A cap or limit is applied on the amount that can be pre-paid on mortgages and is usually decided when signing up for the mortgage itself. Also, extra payments made on a loan in a particular year cannot be carried forward to subsequent years and adjusted against any unpaid monthly installments.
Is there a way to avoid/ reduce/minimize prepayment penalty charges?
There are certain prudent ways of minimizing the penalty charges. These methods include:
• Utilizing the prepayment privileges to the maximum extent possible every year. This will reduce the total term of your loan and decrease the final balance, which will be considered for penalty calculation.
• If possible, wait out the term of your loan so you can pre-pay a lumpsum amount without paying a penalty.
• If you are selling your old house and buying a new one, check with your lender if your existing mortgage can be ported with the same interest rate and terms and conditions.
• Never settle for the first refinancing or renewal of the mortgage offer that comes your way. Always look around and talk to mortgage brokers and lenders to choose a flexible plan.

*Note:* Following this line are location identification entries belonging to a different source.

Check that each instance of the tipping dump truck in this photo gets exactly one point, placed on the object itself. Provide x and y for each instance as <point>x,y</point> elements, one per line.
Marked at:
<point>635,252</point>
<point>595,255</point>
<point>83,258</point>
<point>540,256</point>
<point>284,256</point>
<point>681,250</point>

• The easiest way to avoid a prepayment penalty is to choose an open mortgage plan that allows you to pay extra amounts as and when possible without any penalties. The only downside to this option is the possibility of a higher interest rate on an open mortgage than a closed or a variable one.
Becoming debt-free by closing a loan is often a milestone most of us want to achieve. Especially when we are trying to achieve the financial independence target, clearing our existing debts is the first task that needs to be completed. Yet, a word of advice that can be doled out here is that if the loan prepayment includes heavy penalties, it makes financial sense to continue making the mortgage payments and allow the loan to close at its decided term.
The extra amount you can spare after utilizing prepayment privileges can be re-invested into the market in a portfolio that can give you higher returns. Also, closing a loan early can adversely affect your credit score as well as there are no regular payments once the loan is closed. Before you decide to foreclose your mortgage, always seek advice from experts and your lender on the charges for closing the loan and make an informed decision based on your financial situation.
Q. How can I save money to pay my loan earlier than its tenure?
Saving money requires a lot of daily planning and execution, including savings automation and many other activities that can be taught as money-saving habits.
Q. Is my credit score impacted by a foreclosure of a loan?
Since no regular monthly payments are being reported to credit bureaus, your credit score may take a short-term dip. However, in the long run, since your credit history reflects an early repayment, you will be seen as a person with a good credit history.